昭和30年代の本部御殿手(4)

安田秀則

・昭和15(1940)年生まれ。八光流元師範。私は最初八光流をこちら(本土)で学んで、昭和37(1962)年に奥山先生が沖縄に行かれたとき、講師の一人として同行した。講習会で私は上原清吉先生の担当をした。私が教えた人の中で、一人だけどうしても技の掛からない人がいた。それが上原先生だった。

 

・上原先生は八光流の講習会に来たときには、すでにそれの裏をかく技を身につけている様子だった。私が掛ける技を逆手(さかて)に取るような、裏をかくような技をお持ちだった。こちらが掛ける技の弱点はすべて知っているような感じだった。

 

・私たちが帰るとき、上原先生は他の受講者と一緒に空港まで見送りに来た。そのとき上原先生が私の側に来て、「沖縄の空手を甘く見るな。もし君が空手を修業する気があるなら修業してから帰りなさい」と耳打ちした。私は当時まだ若く身軽だったので、「教えてくださるのなら、喜んでします」と言ってそのまま沖縄に残ることにして、2ヶ月くらい上原先生の道場で修業した。先生の人柄に惚れた。

 

・道場といっても実際の道場はなく、練習場所は、海岸や亀甲墓の上、あるいは材木屋の松田梅一さんの所の六畳くらい空き地などだった。

 

・上原先生に習ってみて、初めてこれだけ偉い先生がよく講習会にわざわざ参加したものだと思ってびっくりした。ああ、この人は普通の人とは違うなと、そのとき感じた。

 

・当時、私は20歳頃で上原先生は60歳くらいだった。上原先生は達人だと思った。いくらまねをしてもできない。練習内容は「そこに立って、こっちに向かってこい」と言われて、突いていくのだが相手にならなかった。まるで子供扱いだった。沖縄の逆手(ぎゃくて、関節技)は技が速い。スピードが速い。突いたり、蹴ったりするのと同じスピードで逆手を掛ける。私は八光流以外に大学で合気道も学んだが、だいたいにおいて本土の逆手は相手の手をとってそれから技を掛けるが、沖縄の技はすれ違いざまにはすでに技が掛かっている。上原先生が私が教えた技から取手を作ったとか、そういうことは断じてない。

 

・私は亜細亜大学で合気道も習った。八光流を習ってから合気道を二年間習った。合気道を習ってみて、ああ、八光流と合気道は一緒だなぁという感想を持った。実際、八光流の技は合気道に全部ある。八光流は力を抜け、ということを強調するが、そういうところが違うだけ。あと、八光流は10日習えば初段をくれるが、合気道は2年習ってやっと初段をもらえる。初段をもらえるまでの稽古時間が違う。

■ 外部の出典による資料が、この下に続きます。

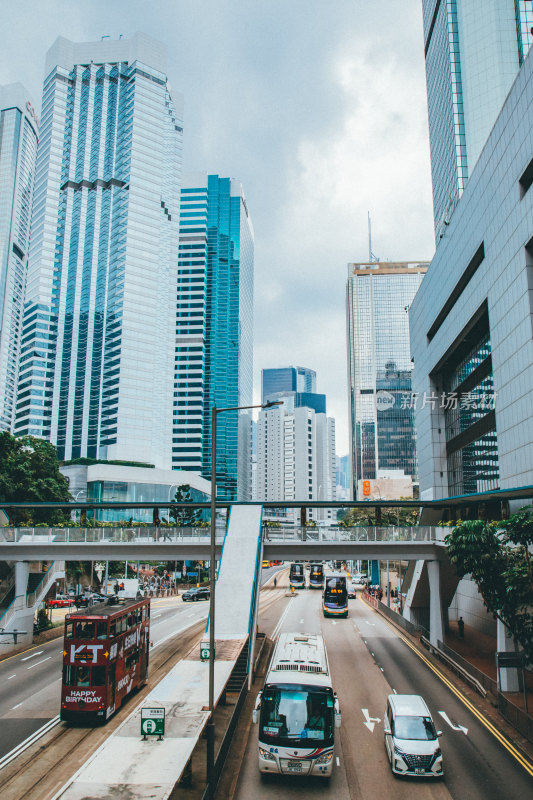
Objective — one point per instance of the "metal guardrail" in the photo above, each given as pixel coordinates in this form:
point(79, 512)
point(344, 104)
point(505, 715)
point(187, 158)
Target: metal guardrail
point(513, 714)
point(488, 683)
point(454, 666)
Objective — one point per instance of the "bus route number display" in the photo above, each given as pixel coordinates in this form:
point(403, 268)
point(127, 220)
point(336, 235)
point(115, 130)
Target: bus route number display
point(153, 722)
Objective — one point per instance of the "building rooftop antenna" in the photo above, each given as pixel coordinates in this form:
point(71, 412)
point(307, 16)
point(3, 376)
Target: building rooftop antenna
point(372, 257)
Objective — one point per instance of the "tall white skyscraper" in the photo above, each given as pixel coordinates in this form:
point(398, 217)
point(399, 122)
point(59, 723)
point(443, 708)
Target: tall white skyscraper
point(97, 359)
point(19, 128)
point(378, 296)
point(296, 456)
point(473, 53)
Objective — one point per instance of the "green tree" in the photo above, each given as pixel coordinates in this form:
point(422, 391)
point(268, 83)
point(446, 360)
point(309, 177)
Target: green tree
point(497, 555)
point(29, 471)
point(184, 517)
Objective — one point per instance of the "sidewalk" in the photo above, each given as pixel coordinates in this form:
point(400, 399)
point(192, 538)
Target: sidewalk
point(480, 651)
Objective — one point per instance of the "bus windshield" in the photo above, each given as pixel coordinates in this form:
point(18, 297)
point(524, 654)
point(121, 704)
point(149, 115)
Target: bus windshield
point(295, 715)
point(335, 592)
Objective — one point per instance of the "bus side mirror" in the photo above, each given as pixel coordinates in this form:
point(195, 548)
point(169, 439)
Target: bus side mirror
point(338, 716)
point(255, 712)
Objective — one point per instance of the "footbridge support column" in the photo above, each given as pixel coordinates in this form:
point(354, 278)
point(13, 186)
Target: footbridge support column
point(508, 676)
point(436, 628)
point(22, 570)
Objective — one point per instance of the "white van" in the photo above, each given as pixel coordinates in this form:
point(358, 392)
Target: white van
point(411, 740)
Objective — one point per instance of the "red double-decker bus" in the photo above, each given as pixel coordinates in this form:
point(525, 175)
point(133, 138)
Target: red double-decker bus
point(105, 657)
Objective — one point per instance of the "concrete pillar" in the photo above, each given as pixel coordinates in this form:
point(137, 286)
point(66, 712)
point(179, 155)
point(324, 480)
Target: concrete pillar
point(508, 677)
point(22, 570)
point(436, 628)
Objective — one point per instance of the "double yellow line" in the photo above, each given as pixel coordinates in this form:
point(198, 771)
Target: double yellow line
point(504, 741)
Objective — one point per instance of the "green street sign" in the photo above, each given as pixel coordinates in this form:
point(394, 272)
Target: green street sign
point(152, 722)
point(204, 651)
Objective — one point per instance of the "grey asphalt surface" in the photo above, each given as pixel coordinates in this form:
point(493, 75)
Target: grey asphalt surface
point(30, 682)
point(368, 661)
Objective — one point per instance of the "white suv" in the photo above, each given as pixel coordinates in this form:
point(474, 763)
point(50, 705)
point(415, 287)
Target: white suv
point(411, 740)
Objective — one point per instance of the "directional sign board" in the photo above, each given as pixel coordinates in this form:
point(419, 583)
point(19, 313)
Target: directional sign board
point(153, 721)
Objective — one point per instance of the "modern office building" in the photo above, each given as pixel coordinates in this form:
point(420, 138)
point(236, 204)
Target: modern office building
point(214, 332)
point(97, 355)
point(287, 379)
point(378, 297)
point(296, 455)
point(116, 483)
point(473, 53)
point(471, 334)
point(19, 132)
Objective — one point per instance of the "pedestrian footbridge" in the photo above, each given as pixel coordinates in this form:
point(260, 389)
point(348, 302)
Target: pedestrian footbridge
point(284, 543)
point(127, 765)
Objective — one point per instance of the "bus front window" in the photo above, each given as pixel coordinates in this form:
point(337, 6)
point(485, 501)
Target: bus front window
point(295, 715)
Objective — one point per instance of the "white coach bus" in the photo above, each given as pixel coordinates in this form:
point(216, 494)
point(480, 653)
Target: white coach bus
point(297, 710)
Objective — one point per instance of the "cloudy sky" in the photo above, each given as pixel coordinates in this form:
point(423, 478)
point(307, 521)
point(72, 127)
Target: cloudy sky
point(317, 106)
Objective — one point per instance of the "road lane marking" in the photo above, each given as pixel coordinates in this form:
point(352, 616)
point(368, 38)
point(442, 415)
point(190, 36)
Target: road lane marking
point(370, 722)
point(503, 740)
point(36, 663)
point(281, 620)
point(33, 655)
point(450, 723)
point(4, 761)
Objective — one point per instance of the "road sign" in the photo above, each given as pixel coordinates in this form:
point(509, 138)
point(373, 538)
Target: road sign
point(204, 651)
point(153, 722)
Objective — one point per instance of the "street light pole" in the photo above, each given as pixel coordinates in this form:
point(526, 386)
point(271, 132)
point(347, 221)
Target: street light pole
point(210, 728)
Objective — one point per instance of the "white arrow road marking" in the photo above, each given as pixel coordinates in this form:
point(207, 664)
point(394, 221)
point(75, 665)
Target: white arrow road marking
point(370, 721)
point(446, 718)
point(39, 653)
point(36, 663)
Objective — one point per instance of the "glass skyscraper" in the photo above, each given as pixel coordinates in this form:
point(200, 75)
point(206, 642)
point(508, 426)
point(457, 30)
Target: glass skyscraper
point(214, 332)
point(473, 52)
point(287, 379)
point(96, 365)
point(379, 367)
point(19, 128)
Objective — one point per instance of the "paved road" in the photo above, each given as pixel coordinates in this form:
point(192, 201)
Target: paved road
point(368, 661)
point(30, 682)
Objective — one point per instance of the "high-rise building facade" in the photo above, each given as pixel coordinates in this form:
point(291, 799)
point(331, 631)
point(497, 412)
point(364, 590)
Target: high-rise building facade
point(287, 379)
point(214, 332)
point(473, 52)
point(97, 356)
point(471, 335)
point(19, 129)
point(379, 367)
point(296, 457)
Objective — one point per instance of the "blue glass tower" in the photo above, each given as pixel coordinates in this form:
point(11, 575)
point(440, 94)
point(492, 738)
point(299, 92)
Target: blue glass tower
point(96, 366)
point(214, 330)
point(18, 149)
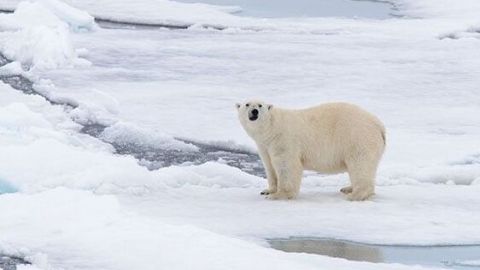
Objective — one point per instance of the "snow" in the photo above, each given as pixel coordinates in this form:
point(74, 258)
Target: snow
point(69, 202)
point(42, 39)
point(473, 263)
point(13, 68)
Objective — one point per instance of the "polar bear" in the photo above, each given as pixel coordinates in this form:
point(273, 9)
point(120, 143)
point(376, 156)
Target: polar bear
point(329, 138)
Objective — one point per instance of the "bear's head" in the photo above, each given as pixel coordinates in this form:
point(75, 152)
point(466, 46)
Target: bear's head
point(254, 115)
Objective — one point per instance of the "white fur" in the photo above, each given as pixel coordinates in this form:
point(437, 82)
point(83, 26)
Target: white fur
point(329, 138)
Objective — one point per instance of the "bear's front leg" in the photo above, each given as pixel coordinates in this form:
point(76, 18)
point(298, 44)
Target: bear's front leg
point(289, 173)
point(269, 170)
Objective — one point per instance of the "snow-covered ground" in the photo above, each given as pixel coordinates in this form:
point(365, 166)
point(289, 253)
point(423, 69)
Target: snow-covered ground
point(77, 205)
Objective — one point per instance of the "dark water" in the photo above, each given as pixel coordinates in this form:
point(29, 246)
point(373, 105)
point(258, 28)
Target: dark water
point(449, 257)
point(152, 158)
point(307, 8)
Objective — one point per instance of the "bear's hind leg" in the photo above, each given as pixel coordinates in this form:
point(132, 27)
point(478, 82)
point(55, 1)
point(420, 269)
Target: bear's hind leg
point(362, 177)
point(289, 178)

・上原先生の空手は急所が決まっている。上原先生の技は急所に狙いを定めて一瞬で技が極まるという感じだが、八光流や合気道はそういう感じではない。

 

・とにかく稽古ではこてんぱんにやられた。しかし、稽古が終わると、海岸などでウナギ取りをして楽しんだ。ウナギといっても2メートルくらいも長さのあるウミヘビみたいなものである。翁長武十四さんとも一緒に稽古して、私が八光流を教えて、彼に空手を教えてもらった。楽しかった。本当にいい想い出、宝物である。

沖縄物産展(熊本、昭和38)
沖縄物産展(熊本、昭和38)

 ・上原先生たちが沖縄物産展で演武するため九州に来られたときには、私が付いて鹿児島、熊本、博多と案内した。

 

・沖縄で最初に八光流を学んだのはS先生だったと思う。兼島信助先生にも沖縄でお目にかかった。沖縄の人はプライドが高かった。奥山先生は一回でも講習会を受講すれば、「もうお前は俺の弟子だ」と言う人だったので、沖縄の人は非常に反発した。講習会には出たがお前の弟子になった覚えはない、と沖縄の人は考えていた。

 

・福岡でも同様の軋轢があった。福岡にS流柔術の有名な先生がいた。この人が福岡で八光流の講習会を開いたとき習いに来た。講習会ではお金を払えば師範技まで習うことができたので、それでこの先生も一応師範技まで習ってみるかということでお金を払って、それで師範の免状をもらった。ところが、奥山先生は一度でも講習会に参加すると、「お前はもう俺の弟子だ」という態度を取る人だった。しかし、講習会に参加した先生たちにしてみれば、自分たちは講習会に参加しただけで、弟子になったつもりはないと。それで、この柔術の先生との間でもトラブルが起こった。私が八光流に在籍している間に、こういう衝突が他にもあった。私はこういう騒動に嫌気が差して、次第に八光流から足が遠のいてしまった。

 

・上原先生は、「この技を本部家に返すのが私の役目だ」と仰っていた。

 

・私はいま66歳で、去年、脳溢血で倒れた。いまリハビリ中だが、昔沖縄の空手を学んだおかげで体力が付き、いま順調に回復している。ようやく歩けるようになった。